Personalized document clustering with dual supervision

  • Authors:
  • Yeming Hu;Evangelos E. Milios;James Blustein;Shali Liu

  • Affiliations:
  • Dalhousie University, Halifax, NS, Canada;Dalhousie University, Halifax, NS, Canada;Dalhousie University, Halifax, NS, Canada;Dalhousie University, Halifax, NS, Canada

  • Venue:
  • Proceedings of the 2012 ACM symposium on Document engineering
  • Year:
  • 2012

Quantified Score

Hi-index 0.00

Visualization

Abstract

The potential for semi-supervised techniques to produce personalized clusters has not been explored. This is due to the fact that semi-supervised clustering algorithms used to be evaluated using oracles based on underlying class labels. Although using oracles allows clustering algorithms to be evaluated quickly and without labor intensive labeling, it has the key disadvantage that oracles always give the same answer for an assignment of a document or a feature. However, different human users might give different assignments of the same document and/or feature because of different but equally valid points of view. In this paper, we conduct a user study in which we ask participants (users) to group the same document collection into clusters according to their own understanding, which are then used to evaluate semi-supervised clustering algorithms for user personalization. Through our user study, we observe that different users have their own personalized organizations of the same collection and a user's organization changes over time.

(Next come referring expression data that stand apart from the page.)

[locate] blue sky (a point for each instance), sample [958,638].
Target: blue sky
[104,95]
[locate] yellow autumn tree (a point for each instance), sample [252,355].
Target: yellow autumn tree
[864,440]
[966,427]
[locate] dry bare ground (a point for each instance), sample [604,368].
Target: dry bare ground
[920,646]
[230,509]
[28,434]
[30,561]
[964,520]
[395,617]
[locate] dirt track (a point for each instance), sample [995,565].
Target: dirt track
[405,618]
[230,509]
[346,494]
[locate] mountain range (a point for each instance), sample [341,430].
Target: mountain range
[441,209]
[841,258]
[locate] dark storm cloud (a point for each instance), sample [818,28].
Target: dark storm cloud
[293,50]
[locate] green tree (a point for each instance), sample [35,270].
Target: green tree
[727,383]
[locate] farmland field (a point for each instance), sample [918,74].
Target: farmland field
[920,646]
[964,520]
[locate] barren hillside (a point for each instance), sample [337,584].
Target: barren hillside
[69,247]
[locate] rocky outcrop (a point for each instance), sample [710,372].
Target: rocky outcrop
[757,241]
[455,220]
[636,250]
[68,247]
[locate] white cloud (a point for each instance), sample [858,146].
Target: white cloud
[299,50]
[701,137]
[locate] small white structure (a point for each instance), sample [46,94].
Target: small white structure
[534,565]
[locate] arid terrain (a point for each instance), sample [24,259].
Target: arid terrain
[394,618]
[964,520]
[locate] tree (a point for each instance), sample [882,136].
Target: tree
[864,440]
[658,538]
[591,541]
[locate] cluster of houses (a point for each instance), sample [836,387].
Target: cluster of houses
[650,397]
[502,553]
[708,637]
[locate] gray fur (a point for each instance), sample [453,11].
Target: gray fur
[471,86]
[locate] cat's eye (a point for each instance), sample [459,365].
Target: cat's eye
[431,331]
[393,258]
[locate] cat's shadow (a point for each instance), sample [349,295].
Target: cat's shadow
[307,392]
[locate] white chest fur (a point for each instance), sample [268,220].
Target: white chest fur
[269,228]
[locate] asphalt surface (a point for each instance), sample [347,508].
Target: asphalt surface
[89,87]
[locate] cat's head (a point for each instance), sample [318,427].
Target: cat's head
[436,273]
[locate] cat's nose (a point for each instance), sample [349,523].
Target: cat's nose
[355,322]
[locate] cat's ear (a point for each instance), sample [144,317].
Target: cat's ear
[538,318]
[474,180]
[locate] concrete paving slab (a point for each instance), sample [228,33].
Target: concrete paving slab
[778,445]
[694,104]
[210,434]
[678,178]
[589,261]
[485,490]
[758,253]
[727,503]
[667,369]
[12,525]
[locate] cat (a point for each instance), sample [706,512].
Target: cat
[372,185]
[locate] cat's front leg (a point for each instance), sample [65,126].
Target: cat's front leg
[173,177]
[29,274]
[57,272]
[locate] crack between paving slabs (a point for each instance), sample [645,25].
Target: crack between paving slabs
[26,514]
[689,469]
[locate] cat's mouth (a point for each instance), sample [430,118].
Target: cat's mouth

Therefore, we propose that document clustering algorithms should be able to incorporate user input and produce personalized clusters based on the user input. We also confirm that semi-supervised algorithms with noisy user input can still produce better organizations matching user's expectation (personalization) than traditional unsupervised ones. Finally, we demonstrate that labeling keywords for clusters at the same time as labeling documents can improve clustering performance further compared to labeling only documents with respect to user personalization.